Wind turbines near Block Island, R.I. The Biden

Wind turbines near Block Island, R.I. The Biden administration set a target for 30,000 megawatts of offshore wind energy by 2030. Credit: AP/Michael Dwyer

The Biden administration on Monday released details of a multipronged effort to jump-start the nation’s offshore wind industry, including plans to auction off long-anticipated wind-energy areas off Long Island that encompass waters off the Hamptons.

In the past, East End and state officials, and even wind-energy supporters had expressed reservations about developing wind farms off the Hamptons, chiefly because of concerns about their visibility and potential fishing conflicts.

The announcement is part of a larger initiative by the administration to unlock barriers to the wind industry in the United States after years of delays under the Trump administration. The Biden plan also includes the start of an environmental review of a planned wind farm off New Jersey called Ocean Wind that is being developed by Denmark-based Orsted along with a PSEG energy subsidiary, which has a 25% stake.  

Biden’s plan sets a target for 30,000 megawatts of offshore wind energy, enough to power tens of million of homes, by 2030, and the creation of 80,000 jobs.

A map of the new wind-energy areas set for ocean grounds between New York and New Jersey called the New York Bight includes sections of waterway referred to as Fairways North, directly south of the Shinnecock Inlet and some of the most expensive homes in the Hamptons, and another called Fairways South, directly south of the Great South Bay. It also includes areas farther out to sea, and along the New Jersey coast.
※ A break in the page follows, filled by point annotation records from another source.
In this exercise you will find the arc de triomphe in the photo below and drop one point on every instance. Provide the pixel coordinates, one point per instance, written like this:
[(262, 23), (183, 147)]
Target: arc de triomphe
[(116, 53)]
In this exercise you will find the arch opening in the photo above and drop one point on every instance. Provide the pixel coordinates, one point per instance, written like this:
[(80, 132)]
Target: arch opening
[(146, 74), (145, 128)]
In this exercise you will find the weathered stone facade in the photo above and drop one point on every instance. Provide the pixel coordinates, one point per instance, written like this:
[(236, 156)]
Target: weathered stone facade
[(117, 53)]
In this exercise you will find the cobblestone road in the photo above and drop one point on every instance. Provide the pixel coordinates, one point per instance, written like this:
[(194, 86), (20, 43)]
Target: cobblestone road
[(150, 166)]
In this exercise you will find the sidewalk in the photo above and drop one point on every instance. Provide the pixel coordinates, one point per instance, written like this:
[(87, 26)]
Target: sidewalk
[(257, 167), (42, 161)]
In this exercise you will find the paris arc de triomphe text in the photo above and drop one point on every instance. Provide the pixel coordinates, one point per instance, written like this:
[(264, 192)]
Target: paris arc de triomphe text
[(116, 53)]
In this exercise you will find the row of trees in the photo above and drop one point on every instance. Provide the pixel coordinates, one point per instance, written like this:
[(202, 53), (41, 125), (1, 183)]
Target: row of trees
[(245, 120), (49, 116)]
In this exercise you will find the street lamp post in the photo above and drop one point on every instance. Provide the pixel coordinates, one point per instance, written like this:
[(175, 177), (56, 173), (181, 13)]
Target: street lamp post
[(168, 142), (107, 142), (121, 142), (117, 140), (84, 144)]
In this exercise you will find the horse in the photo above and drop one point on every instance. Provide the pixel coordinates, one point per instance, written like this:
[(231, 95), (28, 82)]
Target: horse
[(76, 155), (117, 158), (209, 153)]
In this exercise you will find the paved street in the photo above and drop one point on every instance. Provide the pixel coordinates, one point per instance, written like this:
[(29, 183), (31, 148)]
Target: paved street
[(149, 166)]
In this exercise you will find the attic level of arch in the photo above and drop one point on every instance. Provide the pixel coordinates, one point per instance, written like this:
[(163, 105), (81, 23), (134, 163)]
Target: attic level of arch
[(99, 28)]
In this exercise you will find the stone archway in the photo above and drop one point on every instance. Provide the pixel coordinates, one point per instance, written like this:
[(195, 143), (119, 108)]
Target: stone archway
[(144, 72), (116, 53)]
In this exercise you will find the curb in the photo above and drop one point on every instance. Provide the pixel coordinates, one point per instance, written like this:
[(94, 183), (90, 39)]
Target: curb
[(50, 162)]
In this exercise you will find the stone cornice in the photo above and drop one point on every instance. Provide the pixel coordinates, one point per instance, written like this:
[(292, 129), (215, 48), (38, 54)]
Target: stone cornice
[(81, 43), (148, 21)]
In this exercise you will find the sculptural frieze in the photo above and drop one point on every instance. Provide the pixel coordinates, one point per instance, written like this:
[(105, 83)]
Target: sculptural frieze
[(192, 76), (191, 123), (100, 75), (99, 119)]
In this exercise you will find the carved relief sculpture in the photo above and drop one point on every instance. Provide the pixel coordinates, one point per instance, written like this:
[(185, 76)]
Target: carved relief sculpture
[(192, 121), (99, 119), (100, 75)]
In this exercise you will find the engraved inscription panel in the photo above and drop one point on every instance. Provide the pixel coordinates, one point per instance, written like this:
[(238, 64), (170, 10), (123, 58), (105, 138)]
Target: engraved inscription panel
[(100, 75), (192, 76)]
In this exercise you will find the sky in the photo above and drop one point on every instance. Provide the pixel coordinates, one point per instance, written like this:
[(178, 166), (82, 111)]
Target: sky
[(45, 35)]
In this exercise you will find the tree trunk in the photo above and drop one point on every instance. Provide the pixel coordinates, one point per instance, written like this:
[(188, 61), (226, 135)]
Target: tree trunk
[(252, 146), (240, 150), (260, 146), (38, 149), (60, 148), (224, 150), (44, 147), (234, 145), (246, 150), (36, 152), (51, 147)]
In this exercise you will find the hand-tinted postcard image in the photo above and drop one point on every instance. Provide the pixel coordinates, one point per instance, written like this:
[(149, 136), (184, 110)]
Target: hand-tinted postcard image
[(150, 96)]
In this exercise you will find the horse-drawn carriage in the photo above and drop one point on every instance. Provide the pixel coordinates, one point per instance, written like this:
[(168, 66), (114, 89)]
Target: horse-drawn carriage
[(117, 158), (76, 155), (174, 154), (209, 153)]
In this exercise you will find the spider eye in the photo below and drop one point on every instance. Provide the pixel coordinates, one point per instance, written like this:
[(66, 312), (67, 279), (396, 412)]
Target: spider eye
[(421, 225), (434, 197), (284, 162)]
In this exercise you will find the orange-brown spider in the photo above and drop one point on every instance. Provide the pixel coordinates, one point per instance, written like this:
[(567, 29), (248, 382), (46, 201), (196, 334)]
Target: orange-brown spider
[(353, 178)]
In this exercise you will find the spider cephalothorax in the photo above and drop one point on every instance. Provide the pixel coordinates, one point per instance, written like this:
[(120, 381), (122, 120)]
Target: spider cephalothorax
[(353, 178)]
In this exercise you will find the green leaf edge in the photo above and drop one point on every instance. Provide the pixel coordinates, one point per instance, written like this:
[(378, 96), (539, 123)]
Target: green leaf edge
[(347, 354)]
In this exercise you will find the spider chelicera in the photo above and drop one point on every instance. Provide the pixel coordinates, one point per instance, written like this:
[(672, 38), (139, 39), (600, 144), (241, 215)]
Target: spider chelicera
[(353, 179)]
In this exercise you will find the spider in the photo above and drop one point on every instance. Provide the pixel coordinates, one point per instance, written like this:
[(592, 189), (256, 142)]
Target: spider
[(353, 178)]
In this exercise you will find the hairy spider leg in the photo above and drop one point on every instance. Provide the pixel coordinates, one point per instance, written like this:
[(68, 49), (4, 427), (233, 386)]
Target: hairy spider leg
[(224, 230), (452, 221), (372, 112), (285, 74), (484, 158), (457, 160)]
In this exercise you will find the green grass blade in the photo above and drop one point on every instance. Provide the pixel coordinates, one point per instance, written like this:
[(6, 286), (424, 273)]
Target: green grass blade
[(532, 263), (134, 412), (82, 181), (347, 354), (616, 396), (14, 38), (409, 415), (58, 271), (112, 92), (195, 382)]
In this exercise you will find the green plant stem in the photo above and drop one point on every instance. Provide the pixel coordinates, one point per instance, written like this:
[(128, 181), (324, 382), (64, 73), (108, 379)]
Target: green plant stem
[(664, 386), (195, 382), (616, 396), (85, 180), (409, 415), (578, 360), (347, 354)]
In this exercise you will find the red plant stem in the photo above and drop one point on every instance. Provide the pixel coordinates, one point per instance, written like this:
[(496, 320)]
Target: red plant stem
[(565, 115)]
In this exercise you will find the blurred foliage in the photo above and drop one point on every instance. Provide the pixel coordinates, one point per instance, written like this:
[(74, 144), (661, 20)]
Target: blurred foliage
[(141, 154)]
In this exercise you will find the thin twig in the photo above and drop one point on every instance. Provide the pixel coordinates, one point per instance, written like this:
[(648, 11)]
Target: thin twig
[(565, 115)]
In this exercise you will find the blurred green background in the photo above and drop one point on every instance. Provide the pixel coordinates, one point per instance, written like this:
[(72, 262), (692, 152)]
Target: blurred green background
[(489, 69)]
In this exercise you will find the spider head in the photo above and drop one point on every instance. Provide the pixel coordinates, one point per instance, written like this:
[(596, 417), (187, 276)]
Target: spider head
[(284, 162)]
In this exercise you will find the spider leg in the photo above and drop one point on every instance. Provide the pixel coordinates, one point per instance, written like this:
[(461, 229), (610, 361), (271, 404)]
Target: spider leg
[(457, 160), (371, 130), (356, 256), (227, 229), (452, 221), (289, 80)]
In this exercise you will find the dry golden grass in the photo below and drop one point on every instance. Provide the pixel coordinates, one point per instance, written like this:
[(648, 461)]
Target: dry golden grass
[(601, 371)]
"That area is too close to shore in my opinion and should not be considered," said Southampton Town Supervisor Jay Schneiderman of the proposed areas off the Hamptons. "It appears to be 15 miles out in the ocean. That would [make it] very easy to see the large turbines. These utilities need to be located farther offshore to eliminate the visual impacts from public beaches," Schneiderman said.

Rep. Kathleen Rice, an advocate of the new wind-energy areas, said through a spokesman she supports the sites off the Hamptons. "Constructing new projects will directly benefit us today and help preserve our environment for generations to come," she said.

Gov. Andrew M. Cuomo, in a statement, thanked the Biden administration for "for immediately removing the barriers we faced the past four years with the federal government," and specifically for prioritizing the New York wind-areas which he said "will allow us to continue this legacy for years to come."

Other wind proponents and detractors reacted to the news with varying levels of hope and dismay.

"I’m sick to my stomach," said Bonnie Brady, executive director of the Long Island Commercial Fishing Association, a Montauk-based commercial fishermen’s group. "These are grounds that guys fish, that’s how they feed their families, and the nation," she said, adding she was particularly dismayed the Biden announcement didn’t include programs to compensate fishermen for the loss of fishing grounds.

The Biden plan calls for more than $1 million in grant funding to "improve understanding of offshore renewable energy for the benefit of a diversity of stakeholders, including fishing and coastal communities."

Gordian Raacke, executive director of Renewable Energy Long Island, an East Hampton green-energy proponent who strongly supports wind energy but has argued against putting them off shore of the Hamptons, applauded the broader announcement and addition of new areas off Long Island, calling it a "good day for renewable energy."

"What they’ve done here is a compromise," Raacke said, noting that the sites chosen leave a fairly large tract through the wind areas for a shipping lane. "It’s far off the coast and it shouldn’t be a big problem. …It’s all in the name of coexisting with competing uses."

The administration, after public input and other steps, could set an auction for those wind-energy areas late this year or early next. Equinor, the Norwegian wind-energy developer, already has won contracts from the state to develop two other wind farms in the New York Bight, from Long Beach to Robert Moses State Park, about 15 miles or more from shore.

In addition to the new New York lease areas, the Biden plan contemplates other new lease areas and to complete reviews of at least 16 construction and operation plans for other wind-farm plans by 2025. It also includes new port upgrade investments totaling more than $500 million, up to two new U.S. factories for each major wind-farm component, including blades, towers and foundations, and access to $3 billion in debt capital to support the industry through the U.S. Department of Energy’s Loan Programs Office.

Mariah Dignan, Long Island organizer for the labor group, Climate Jobs NY, called Biden’s announcement "a crucial step forward" for New York.

"With these new wind-energy areas off Long Island’s coast, we are at the center of the emerging offshore wind industry," she said in a statement. "We must make sure these projects continue to move forward and ensure this once-in-a-generation opportunity creates family-sustaining, union jobs for New Yorkers."

Joe Martens, director of the New York Offshore Wind Alliance, an industry group, called the Biden administration plans "staggering in their scope and magnitude" and said they’d trigger "billions in investments in New York and up and down the East Coast."

"While coastal states, particularly New York, have been aggressively pursuing this new-to-the-United States clean energy technology, we have lacked a partner in Washington until now," Martens said in a statement. "Today’s announcement changes that."